The move from the hospital itself, at 5 Perryridge Road, is reflective of the general expansion of pediatric services being offered under Greenwich’s partnership with YNHCH, whose creation about a year ago was touted as the region’s most advanced children’s emergency services.
“To date, the feedback we’ve received from the community, the children, their parents and the pediatricians has been overwhelmingly positive,” said Dr. Karen Santucci, medical director of YNHCH’s Emergency Department, who spends most of her time working at Greenwich.
“A lot of folks don’t expect to find pediatric emergency medical providers like ours in a community hospital,” Santucci continued. “That’s partly because we haven’t marketed it much, but clearly we’re making a real difference.”
Children make up about a quarter of the 40,000 visits made to Greenwich Hospital’s emergency department each year, she said, and that is one of the reasons the partnership between the two hospitals’ emergency departments was formed.
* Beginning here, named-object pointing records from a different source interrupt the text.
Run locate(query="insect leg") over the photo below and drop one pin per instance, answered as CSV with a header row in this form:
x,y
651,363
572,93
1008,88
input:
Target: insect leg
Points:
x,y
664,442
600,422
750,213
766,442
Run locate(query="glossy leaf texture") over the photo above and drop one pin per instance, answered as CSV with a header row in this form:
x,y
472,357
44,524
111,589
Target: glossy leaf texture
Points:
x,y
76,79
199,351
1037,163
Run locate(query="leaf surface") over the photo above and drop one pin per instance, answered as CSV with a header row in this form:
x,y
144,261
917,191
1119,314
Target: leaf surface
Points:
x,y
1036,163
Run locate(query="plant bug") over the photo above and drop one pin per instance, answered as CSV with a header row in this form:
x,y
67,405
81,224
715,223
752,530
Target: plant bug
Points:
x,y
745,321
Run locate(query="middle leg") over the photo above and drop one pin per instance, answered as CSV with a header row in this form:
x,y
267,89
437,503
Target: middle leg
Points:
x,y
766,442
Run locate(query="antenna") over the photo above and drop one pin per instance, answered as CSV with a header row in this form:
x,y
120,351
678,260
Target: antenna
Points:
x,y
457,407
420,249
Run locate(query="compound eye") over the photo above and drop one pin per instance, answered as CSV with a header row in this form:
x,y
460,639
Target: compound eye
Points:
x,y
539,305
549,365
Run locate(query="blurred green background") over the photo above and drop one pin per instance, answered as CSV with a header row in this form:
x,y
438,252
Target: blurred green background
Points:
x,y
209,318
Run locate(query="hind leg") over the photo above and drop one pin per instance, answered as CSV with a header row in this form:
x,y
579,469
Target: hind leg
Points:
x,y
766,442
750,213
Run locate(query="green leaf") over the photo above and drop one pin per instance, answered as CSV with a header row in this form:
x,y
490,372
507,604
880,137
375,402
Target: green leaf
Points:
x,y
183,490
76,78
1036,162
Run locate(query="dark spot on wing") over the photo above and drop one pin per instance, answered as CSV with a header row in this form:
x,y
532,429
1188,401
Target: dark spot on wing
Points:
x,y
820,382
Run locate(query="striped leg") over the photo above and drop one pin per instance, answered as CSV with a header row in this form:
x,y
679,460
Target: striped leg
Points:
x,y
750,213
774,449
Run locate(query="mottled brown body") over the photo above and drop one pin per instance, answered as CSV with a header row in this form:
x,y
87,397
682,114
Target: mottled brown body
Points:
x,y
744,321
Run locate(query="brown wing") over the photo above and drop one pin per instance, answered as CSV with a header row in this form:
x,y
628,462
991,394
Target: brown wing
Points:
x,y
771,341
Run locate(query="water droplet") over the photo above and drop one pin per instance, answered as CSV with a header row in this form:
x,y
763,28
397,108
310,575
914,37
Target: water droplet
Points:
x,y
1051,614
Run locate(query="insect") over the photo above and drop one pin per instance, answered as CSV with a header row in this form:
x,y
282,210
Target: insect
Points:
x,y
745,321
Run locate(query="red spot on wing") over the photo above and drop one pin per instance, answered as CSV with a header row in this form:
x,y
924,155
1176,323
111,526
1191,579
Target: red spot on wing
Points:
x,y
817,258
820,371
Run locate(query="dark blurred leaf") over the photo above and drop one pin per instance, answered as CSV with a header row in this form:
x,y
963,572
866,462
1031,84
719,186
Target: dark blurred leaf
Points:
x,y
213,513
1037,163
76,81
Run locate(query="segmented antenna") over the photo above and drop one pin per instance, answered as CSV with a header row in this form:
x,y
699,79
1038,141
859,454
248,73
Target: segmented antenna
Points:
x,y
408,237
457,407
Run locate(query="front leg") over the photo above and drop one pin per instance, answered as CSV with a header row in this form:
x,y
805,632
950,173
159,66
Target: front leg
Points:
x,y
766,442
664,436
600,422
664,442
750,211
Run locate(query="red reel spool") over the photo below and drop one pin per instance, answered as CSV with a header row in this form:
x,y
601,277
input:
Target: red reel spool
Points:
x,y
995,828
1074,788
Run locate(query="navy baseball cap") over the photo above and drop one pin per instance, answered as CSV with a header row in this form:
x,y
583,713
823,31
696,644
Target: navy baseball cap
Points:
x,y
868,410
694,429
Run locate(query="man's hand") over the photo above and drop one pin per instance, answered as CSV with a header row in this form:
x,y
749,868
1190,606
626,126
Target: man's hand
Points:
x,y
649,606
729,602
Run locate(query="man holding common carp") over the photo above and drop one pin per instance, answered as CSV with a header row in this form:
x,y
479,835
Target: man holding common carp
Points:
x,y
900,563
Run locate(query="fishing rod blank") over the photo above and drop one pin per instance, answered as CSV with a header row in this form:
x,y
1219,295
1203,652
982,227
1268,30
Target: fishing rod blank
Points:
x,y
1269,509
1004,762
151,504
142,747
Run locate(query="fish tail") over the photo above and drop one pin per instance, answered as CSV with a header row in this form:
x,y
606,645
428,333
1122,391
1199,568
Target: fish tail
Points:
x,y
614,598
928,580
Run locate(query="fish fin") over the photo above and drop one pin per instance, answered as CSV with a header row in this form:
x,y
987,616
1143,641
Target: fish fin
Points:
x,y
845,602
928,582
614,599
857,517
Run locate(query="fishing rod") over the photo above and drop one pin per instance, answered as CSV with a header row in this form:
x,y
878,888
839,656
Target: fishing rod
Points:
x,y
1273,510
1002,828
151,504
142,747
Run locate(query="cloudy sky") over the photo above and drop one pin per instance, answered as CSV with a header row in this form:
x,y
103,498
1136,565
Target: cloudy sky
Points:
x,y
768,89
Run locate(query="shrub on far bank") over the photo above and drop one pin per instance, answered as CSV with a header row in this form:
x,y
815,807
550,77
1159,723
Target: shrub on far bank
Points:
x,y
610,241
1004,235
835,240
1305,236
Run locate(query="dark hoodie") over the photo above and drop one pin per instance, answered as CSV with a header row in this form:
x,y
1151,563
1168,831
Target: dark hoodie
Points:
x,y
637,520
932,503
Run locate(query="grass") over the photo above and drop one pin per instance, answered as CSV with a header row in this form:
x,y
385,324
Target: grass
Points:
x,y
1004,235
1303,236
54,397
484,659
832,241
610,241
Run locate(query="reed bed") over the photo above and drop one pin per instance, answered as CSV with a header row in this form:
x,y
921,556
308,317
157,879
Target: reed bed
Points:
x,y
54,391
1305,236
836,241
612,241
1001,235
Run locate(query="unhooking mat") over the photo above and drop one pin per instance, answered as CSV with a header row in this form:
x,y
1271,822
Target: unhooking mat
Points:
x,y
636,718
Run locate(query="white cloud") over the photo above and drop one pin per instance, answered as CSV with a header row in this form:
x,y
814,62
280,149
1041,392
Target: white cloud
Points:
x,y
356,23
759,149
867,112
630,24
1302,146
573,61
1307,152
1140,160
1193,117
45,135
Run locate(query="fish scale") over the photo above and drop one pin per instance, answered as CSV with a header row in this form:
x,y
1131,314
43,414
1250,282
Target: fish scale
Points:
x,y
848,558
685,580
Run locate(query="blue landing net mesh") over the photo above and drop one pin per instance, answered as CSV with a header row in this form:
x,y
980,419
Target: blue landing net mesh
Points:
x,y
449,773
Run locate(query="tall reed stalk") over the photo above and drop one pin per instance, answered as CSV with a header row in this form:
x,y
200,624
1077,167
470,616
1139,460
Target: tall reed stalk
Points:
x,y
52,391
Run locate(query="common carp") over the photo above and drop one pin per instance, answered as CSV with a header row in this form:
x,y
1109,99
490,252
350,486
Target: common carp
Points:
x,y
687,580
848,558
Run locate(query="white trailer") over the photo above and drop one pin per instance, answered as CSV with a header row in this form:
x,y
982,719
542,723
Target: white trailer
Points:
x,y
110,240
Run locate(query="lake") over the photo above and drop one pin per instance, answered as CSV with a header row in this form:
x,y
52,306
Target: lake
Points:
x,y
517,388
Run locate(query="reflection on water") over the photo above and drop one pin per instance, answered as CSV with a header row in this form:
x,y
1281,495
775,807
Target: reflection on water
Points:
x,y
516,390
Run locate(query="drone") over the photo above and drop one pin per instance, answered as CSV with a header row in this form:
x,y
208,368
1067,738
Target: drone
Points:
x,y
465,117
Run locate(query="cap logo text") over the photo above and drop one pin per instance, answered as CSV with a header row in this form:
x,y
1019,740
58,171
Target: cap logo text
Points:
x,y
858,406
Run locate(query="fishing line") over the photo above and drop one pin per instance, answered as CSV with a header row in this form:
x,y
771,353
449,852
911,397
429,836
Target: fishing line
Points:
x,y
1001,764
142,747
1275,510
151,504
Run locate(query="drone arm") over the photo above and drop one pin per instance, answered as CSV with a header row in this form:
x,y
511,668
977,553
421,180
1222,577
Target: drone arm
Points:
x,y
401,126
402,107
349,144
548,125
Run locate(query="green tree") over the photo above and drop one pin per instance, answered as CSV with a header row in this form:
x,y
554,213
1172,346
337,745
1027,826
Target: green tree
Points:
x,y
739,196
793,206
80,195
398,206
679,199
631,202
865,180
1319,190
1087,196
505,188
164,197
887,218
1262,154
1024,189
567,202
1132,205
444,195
“No one wakes up in the morning expecting to go to an emergency department,” Santucci remarked. “Even for adults, it can be a frightening experience. But for children who are injured or who are really not feeling well, it can be really intimidating. That’s why we created such an inviting environment.”
Under the direction of Santucci and Dr. Christopher Davison, medical director of Greenwich Hospital’s Emergency Department, the decision was made to create a separate entrance for children, with a waiting area featuring a warm color palette, virtual fish tank, age-appropriate furniture and a TV showing cartoons.
“In the past, children had to walk through almost the entire emergency department to get to their exam room,” Santucci noted. “Now they can get to where they need to go much more quickly, in an environment that’s a lot more private, something the children and their parents can both appreciate.”
Greenwich is the only hospital in Fairfield County to offer round-the-clock, advanced pediatric emergency care, she added.
At Greenwich, children who come to the emergency department are seen by pediatric emergency physicians from YNHCH who are onsite. After an exam, if they are not sent home, they may be admitted to the pediatric unit at Greenwich Hospital, where a pediatric hospitalist from YNHCH will oversee their care.
On the outpatient side, the YNHCH Pediatric Specialty Center (moving from the hospital to 500 West Putnam) receives referrals from parents and doctors. For example, the pediatrician may refer a patient to the specialty center because he or she has a urology problem.
In addition, the Greenwich Hospital Pediatric Outpatient Clinic (also moving to West Putnam) works with families with limited resources, who typically have little or no health insurance. They come to the center for checkups, sick visits, vaccinations and so on. Those children may be referred to the YNHCH Pediatric Specialty Center if they have a problem that requires specialized care.
In addition to urology, specialists are available in a number of other fields, including allergy/immunology, cardiology, endocrinology, gastroenterology, hematology, hepatology, neurology, oncology, phlebotomy, respiratory, rheumatology and surgery.
Santucci noted that the pediatric staff is constantly going through simulations to ensure that the care they provide remains up to date. “When it comes to children, emergency situations are a very different proposition from working with adults,” she said. “We have a facilitator to oversee all of our simulations, to ensure that everyone knows what the rules are.
“The fact is, children aren’t supposed to die,” Santucci added. “We’re here to prevent that from happening as much as we can.”